Mimari Rapor
Savaşla birlikte başlar en hüzün verici olaylar. Toprağımızda olması ya da başka bir coğrafyada olması sadece hüznün ve karamsarlığın şeklini değiştirir. Asıl olan savaş sorası barışın tesis edilmesi ve anıtlarla savaşın ne kadar can yakıcı bir şey olduğunun hatırlatılmasıdır. Kore Savaşı da tarihsel olarak belleğimize bir şekilde girmiş, belki daha çok acının yaşanmasına engel olmuştur ama savaşa katılanlar için birçok kaybın yaşanmasına sebep olmuştur.241. Piyade Alayı bambaşka bir coğrafyada ‘savaşarak barışı tesis etmek’ için bir gün gemilere bindirilerek Kore’ye götürüldü. Daha önce hiç görmedikleri bir coğrafyada daha çok acı yaşanmasın diye kendilerinden çok şey vererek ve birçok kayıpla yurda döndüler. Savaşın toplum ve insan üzerindeki etkileri her savaş için ağır olmasına karşın, Kore Savaşı’nın coğrafi olarak “memleket” sınırları içerisinde olmayışı ve deniz aşırı farklı bir coğrafyada gerçekleşmesi psikolojik etkilerin sosyolojik etkilerden çok daha baskın olmasına sebep oldu. Toplumun çoğunluğunu fiziki olarak etkilemeyen bu durum direkt savaşa katılanların anlaşılamamasına onlarla empati kurulamamasına sebep oldu. Bu sebepten gaziler savaş sonrası da çok sıkıntı yaşadılar. Kore Savaşı Anma Alanında özellikle savaş kavramının ele alınması elzem olmuştur. Savaşın bölgesel, ekonomik, siyasal, sosyolojik ve psikolojik etkileri ile ilgili gerekli araştırma sonucunda yapılacak olanın yapım yeri ve tarihi gereği tasarıma şekil vermesi gereken kısmın sosyolojik ve psikolojik etkiler üzerinden şekillenmesi gerekliği ortaya çıktı.
Siper
Savaş en çok siperlerde yaşanır. Siper kavramı insanların savaş psikolojisini deneyimleyebilecekleri ve anma alanının deneysel olarak deneyimlenebileceği yapısal eleman olarak yorumlanabilir. Siper insanı gizleyen, ateş hattındaki ulaşımı sağlayan ve arkasını gizleyen merak oluşturan en temel mekandır. İnsanın en çok korktuğu, kendini en güvende hissettiği ve ayrıca onu gizleyen yerdir siper. Savaşın tüm etkilerini canlı olarak orda yaşar.

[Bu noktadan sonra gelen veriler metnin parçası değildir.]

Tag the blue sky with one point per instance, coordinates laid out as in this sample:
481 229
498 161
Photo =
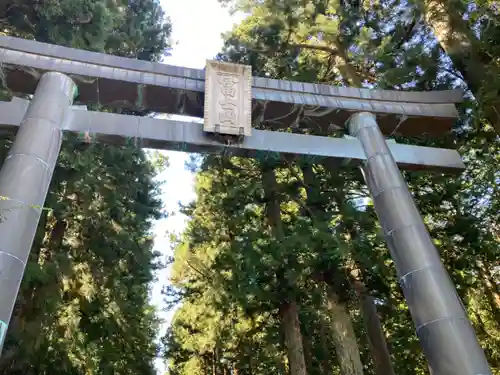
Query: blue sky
197 26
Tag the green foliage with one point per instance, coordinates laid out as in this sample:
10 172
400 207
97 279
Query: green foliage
83 307
234 268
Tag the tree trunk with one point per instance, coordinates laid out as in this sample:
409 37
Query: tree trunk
288 309
460 43
375 334
293 338
344 337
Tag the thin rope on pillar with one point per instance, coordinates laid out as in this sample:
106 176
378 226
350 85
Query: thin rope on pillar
24 181
445 332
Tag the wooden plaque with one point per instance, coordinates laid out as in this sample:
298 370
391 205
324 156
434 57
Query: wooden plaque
228 98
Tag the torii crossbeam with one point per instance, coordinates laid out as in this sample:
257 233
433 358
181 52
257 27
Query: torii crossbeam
230 101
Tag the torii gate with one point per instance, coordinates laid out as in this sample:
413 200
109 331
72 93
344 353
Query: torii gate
230 100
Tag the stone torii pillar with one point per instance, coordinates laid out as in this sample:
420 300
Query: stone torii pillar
24 181
445 332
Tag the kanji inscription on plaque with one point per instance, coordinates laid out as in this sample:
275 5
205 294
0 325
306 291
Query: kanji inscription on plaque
228 98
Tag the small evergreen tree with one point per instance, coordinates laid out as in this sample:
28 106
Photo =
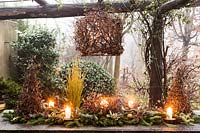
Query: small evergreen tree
30 97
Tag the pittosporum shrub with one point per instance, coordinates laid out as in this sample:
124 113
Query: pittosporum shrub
38 43
9 91
96 80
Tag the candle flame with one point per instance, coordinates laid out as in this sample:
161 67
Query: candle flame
104 103
67 112
169 112
51 104
130 104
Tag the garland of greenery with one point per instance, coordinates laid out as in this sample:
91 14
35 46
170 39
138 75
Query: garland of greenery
147 118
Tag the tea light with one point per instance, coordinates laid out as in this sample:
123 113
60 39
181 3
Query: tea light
130 104
67 112
104 103
169 112
169 117
51 104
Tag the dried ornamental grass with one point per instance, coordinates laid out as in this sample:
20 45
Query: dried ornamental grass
75 85
99 33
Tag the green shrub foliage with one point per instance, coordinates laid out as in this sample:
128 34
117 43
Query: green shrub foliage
9 91
97 79
38 43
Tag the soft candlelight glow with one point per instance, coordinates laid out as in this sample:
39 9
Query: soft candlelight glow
104 103
51 104
169 113
130 103
67 112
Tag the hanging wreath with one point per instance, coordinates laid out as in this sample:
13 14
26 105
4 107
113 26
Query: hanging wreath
98 34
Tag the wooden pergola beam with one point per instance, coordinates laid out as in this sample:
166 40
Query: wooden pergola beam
67 10
46 10
41 2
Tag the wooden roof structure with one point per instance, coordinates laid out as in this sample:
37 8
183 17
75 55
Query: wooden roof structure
45 10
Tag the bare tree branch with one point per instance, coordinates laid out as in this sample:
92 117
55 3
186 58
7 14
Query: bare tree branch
173 4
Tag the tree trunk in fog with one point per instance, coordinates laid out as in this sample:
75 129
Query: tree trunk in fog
156 64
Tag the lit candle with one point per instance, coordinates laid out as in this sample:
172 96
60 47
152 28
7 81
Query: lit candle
169 113
67 112
51 104
130 104
104 103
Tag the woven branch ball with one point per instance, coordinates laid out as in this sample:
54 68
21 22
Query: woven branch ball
98 34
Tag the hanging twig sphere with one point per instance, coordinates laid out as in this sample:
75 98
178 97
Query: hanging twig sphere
98 34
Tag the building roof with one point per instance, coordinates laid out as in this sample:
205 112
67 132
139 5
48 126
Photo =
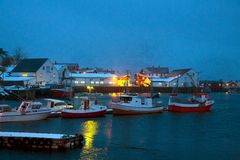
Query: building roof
14 79
169 79
29 65
59 66
178 72
91 75
157 70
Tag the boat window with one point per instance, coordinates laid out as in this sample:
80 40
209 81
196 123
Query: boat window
61 104
5 109
36 106
126 99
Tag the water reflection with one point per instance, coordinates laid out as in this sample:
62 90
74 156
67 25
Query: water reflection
89 129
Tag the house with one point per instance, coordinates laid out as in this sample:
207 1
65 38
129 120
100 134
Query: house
63 71
72 67
179 77
156 72
36 71
92 79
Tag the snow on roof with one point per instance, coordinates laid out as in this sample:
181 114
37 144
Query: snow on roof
169 79
10 68
91 75
33 135
53 100
59 66
18 78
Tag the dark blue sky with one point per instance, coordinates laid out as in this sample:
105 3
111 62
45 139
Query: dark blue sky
128 34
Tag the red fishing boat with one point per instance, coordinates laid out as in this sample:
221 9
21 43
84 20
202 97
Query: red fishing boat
199 102
88 108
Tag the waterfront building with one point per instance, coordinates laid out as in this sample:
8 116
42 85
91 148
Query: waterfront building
161 72
92 79
63 72
36 71
72 67
179 77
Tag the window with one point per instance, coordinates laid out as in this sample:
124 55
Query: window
48 68
24 75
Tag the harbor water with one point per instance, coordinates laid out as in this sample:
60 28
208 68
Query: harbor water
164 136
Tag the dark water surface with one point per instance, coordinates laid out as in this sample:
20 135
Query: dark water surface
212 135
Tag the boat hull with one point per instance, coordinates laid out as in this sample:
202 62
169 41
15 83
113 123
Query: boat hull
17 117
69 114
124 110
174 108
58 93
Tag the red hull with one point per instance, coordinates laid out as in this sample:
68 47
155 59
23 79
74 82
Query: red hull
82 115
189 109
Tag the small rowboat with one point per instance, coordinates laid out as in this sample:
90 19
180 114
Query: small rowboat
199 102
27 111
88 108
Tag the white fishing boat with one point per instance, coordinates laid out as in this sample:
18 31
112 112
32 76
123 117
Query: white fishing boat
199 102
88 108
57 106
133 104
27 111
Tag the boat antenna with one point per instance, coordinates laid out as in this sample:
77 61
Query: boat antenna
15 95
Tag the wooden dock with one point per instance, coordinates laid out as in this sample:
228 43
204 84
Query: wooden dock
39 141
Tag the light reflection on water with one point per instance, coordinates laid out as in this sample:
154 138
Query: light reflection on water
89 129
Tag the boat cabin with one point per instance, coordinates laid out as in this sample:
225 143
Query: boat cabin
5 108
136 100
87 102
26 106
56 103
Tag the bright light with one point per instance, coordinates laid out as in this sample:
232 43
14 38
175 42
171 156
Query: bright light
89 129
24 75
90 87
114 78
113 95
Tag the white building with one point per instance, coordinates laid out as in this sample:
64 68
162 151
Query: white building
63 72
92 79
38 71
180 78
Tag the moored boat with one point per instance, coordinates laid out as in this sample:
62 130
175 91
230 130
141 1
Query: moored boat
57 106
27 111
132 105
88 108
199 102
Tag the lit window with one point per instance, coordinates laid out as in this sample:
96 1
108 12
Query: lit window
24 75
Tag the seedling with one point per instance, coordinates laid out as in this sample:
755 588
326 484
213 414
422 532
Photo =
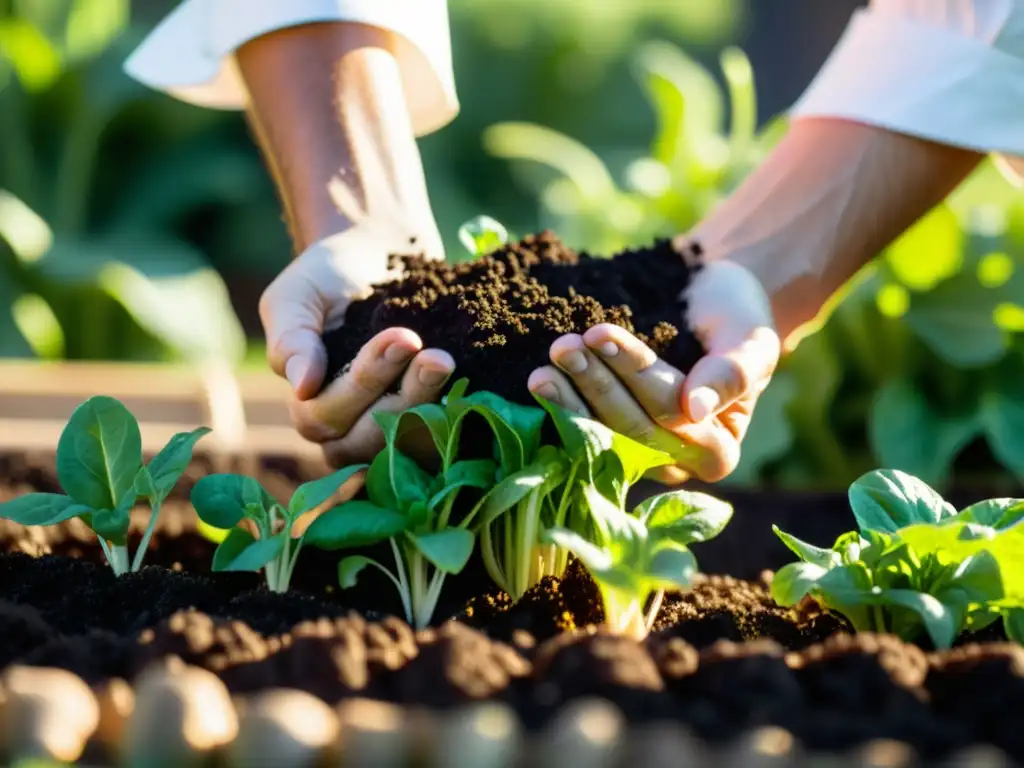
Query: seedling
916 564
482 235
224 501
634 556
100 469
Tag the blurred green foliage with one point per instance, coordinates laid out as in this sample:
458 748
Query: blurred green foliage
125 216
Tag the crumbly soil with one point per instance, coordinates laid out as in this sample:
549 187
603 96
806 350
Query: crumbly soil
722 658
498 315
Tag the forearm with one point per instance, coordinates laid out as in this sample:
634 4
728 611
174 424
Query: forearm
327 107
829 197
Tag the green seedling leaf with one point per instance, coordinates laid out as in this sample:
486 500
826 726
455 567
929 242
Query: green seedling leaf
685 515
222 500
473 473
673 568
448 550
311 495
826 558
352 524
482 235
240 551
889 500
167 466
794 582
99 453
42 509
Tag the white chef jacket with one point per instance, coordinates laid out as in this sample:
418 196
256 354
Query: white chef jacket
950 71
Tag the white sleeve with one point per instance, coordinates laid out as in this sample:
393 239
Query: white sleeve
948 71
190 53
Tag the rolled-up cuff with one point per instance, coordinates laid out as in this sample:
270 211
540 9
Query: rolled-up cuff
924 81
190 56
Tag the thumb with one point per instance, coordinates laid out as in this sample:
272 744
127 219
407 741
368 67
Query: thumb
292 310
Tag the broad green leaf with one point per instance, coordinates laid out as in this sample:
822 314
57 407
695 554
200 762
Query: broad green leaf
595 559
112 524
310 495
350 567
685 515
448 550
794 581
672 568
42 509
240 551
167 466
354 523
99 453
825 558
222 500
888 500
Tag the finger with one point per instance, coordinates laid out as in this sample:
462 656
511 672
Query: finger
651 381
602 390
548 382
375 369
718 380
423 382
292 311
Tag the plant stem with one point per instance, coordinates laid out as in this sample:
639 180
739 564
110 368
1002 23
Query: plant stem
143 545
118 555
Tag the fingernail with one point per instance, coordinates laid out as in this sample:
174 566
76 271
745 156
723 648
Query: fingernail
397 353
548 392
433 377
295 370
573 361
704 400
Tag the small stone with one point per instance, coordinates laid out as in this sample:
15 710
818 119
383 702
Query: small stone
46 714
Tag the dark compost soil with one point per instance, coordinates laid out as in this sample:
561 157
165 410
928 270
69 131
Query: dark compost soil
723 658
498 315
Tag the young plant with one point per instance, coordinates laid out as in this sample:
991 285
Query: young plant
482 235
634 556
100 469
224 501
916 565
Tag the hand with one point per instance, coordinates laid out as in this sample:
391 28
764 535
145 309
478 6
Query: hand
700 418
310 295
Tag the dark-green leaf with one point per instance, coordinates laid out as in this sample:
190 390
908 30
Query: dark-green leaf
355 523
42 509
240 551
221 500
99 453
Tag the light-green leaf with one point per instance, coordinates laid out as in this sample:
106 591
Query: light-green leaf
448 550
222 500
99 453
888 500
310 495
354 523
167 466
42 509
240 551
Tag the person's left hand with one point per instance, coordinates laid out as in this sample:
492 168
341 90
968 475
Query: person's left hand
699 418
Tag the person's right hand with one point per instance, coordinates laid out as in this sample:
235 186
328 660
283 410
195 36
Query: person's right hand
310 295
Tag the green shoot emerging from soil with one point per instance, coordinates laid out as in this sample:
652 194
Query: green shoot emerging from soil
916 565
241 505
100 469
482 235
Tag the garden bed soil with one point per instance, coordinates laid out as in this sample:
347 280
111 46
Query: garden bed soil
723 658
499 314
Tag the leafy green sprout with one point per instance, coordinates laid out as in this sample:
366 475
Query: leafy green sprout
637 557
100 469
916 564
482 235
239 504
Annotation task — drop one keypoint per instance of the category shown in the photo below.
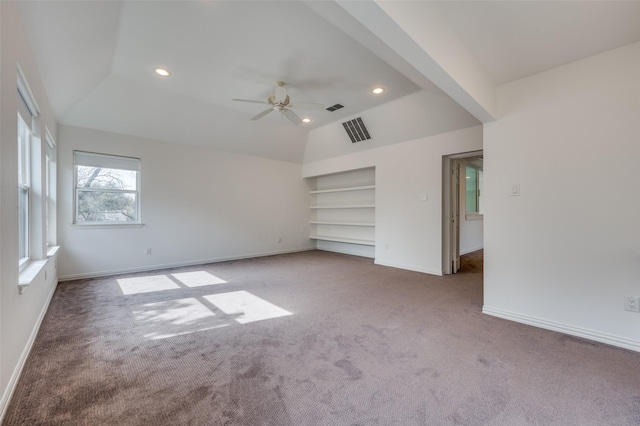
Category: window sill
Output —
(29, 273)
(105, 225)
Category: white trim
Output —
(609, 339)
(30, 272)
(13, 381)
(49, 138)
(350, 249)
(409, 267)
(27, 94)
(175, 265)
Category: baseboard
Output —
(344, 250)
(564, 328)
(409, 267)
(98, 274)
(13, 381)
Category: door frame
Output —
(451, 224)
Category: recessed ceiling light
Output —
(162, 72)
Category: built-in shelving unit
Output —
(343, 212)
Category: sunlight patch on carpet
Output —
(198, 278)
(246, 307)
(146, 284)
(161, 320)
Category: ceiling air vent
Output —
(356, 130)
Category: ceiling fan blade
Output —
(292, 116)
(262, 114)
(280, 93)
(307, 105)
(250, 100)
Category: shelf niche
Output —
(342, 212)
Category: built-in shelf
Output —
(344, 206)
(352, 188)
(343, 240)
(319, 222)
(343, 211)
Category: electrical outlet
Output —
(631, 304)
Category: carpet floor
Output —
(312, 338)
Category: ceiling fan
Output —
(280, 101)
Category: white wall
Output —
(198, 205)
(20, 314)
(408, 231)
(564, 253)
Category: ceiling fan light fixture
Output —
(162, 72)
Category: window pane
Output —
(106, 206)
(100, 177)
(23, 221)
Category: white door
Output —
(455, 216)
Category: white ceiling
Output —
(97, 59)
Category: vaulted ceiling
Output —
(97, 59)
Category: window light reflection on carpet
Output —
(198, 278)
(171, 318)
(246, 306)
(146, 284)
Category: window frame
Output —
(478, 188)
(24, 190)
(105, 164)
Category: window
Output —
(473, 194)
(50, 189)
(24, 160)
(107, 189)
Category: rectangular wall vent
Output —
(356, 130)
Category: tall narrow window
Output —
(107, 189)
(27, 111)
(24, 160)
(50, 189)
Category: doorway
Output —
(463, 208)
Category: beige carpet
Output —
(312, 338)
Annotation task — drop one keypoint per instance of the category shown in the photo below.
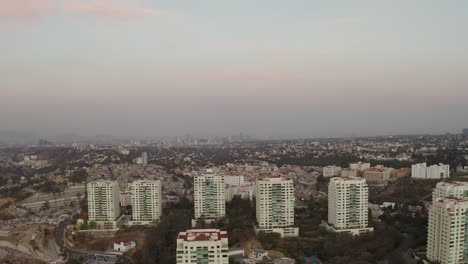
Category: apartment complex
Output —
(450, 189)
(209, 197)
(348, 203)
(447, 231)
(146, 202)
(275, 206)
(360, 166)
(422, 171)
(331, 171)
(348, 172)
(202, 246)
(378, 176)
(103, 203)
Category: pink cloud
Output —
(230, 76)
(104, 8)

Anma alanı oluşturulurken mevcut alanın olabildiğince müdahalesiz ve doğal kalması anılan şeyin değerini daha da yükseltir. Tasarım alanındaki yoğun ağaç dokusunu korumak ve ağaç sayımızı artırmak ilk tasarım kararımız oldu. Dokuyu bozmamak için kitle toprak altında planlandı. Doku içerisinde röper oluşturmak ve anma alanımıza ulaşmak için ise siperler kullanıldı. Otoparktan yönlendirmeyi sağlayan siper yapımızı metal malzeme ile kaplayarak Kore’ye ulaşımı sağlayan gemi imgelemini sağlandı. Metal yüzey alana yaklaşanları orda var olma fikriyle doldurup alana bıraktığı gibi metal yüzeyin yarıldığı yerde yeşermeye başlayan ve yaşamı simgeleyen ağaç bir anıt olma özelliğine sahip oldu. Siper psikolojisini yaşatan sonunda da savaşa ulaşan bir hat. Ve bu hatta savaşta yaşananların bir yansıması… Herkesin buluştuğu, siperlerden geldiği, yolda yürürken dahil olduğu bir alan hem anma yeri hem yaşamın var olduğu bir avlu. Bu alanda günün her saatinde deneyimlenebilen mekanlar mevcut. Müze kapalı olsa bile kütüphanesini ve kafesini kullanabileceğiniz yaşam dolu, barış dolu bir alan.